Chapter Twenty-One

I’d heard the name Eduardo Zapata my entire life. Just as she’d blamed my father when I was impolite to Vincent Cardeno earlier, I’d heard “you must get that from the Zapata side” every time I’d misbehaved as a child. As a firm believer in nurture over nature, I thought Chava should take some responsibility for the more challenging aspects of my personality.

Looking at the man who’d given me half my chromosomes, however, I realized nature might have a little more to do with things than I’d originally believed. He had my build and I could see where I got my hair color. In fact, the face I couldn’t stop staring at explained every one of my features.

“Hi, Dad,” I said. What else should one say when meeting one’s father for the first time as an adult?

“I’m good, I’m okay. No one worry about me,” Chava said as she struggled to sit up from where she’d fallen back on the sofa.

I went over to her and grabbed her arm, taking her pulse. It was fast, but strong.

“You’ll live. Let me get you a glass of water.”

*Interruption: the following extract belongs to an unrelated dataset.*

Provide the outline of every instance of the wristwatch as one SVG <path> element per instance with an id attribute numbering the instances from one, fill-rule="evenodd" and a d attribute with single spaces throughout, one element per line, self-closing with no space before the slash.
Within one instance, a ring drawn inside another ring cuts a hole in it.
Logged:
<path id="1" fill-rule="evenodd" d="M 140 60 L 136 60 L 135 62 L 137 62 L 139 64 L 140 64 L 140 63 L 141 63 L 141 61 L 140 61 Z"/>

“Sit, Eddie,” Vincent said. “Lonnie will get that.”

Lonnie? The muscle man’s name was Lonnie? I guess with a physique like his no one was going to make fun of him. Or maybe he worked so hard at his physical prowess because he’d been bullied as a kid.

Lonnie walked over and poured Chava a glass of water. My father moved a chair over from where it sat near the window and joined our little group. Chava and I now sat flanked on either side by Vegas Mafiosi, or whatever my father was.

I was starting to wish I’d let the whole Kendra business go.

“So,” I said, looking at my father, “what’s new?”

Eduardo smiled at me. “Eddie. I’ve been wanting to meet you, but I never pictured our reunion quite like this.”

His voice was low pitched, soft. It carried well, but I found myself leaning forward slightly so I didn’t miss anything.

This guy was good.

“So what’s the word on Kendra Hallings?” I said.

Eduardo laughed and looked at Vincent, volumes of information shuttled between them. The image of Chance and his partner Kate communicating the same way rose up in my mind’s eye; I quickly quashed it, not wanting to be distracted from the situation at hand.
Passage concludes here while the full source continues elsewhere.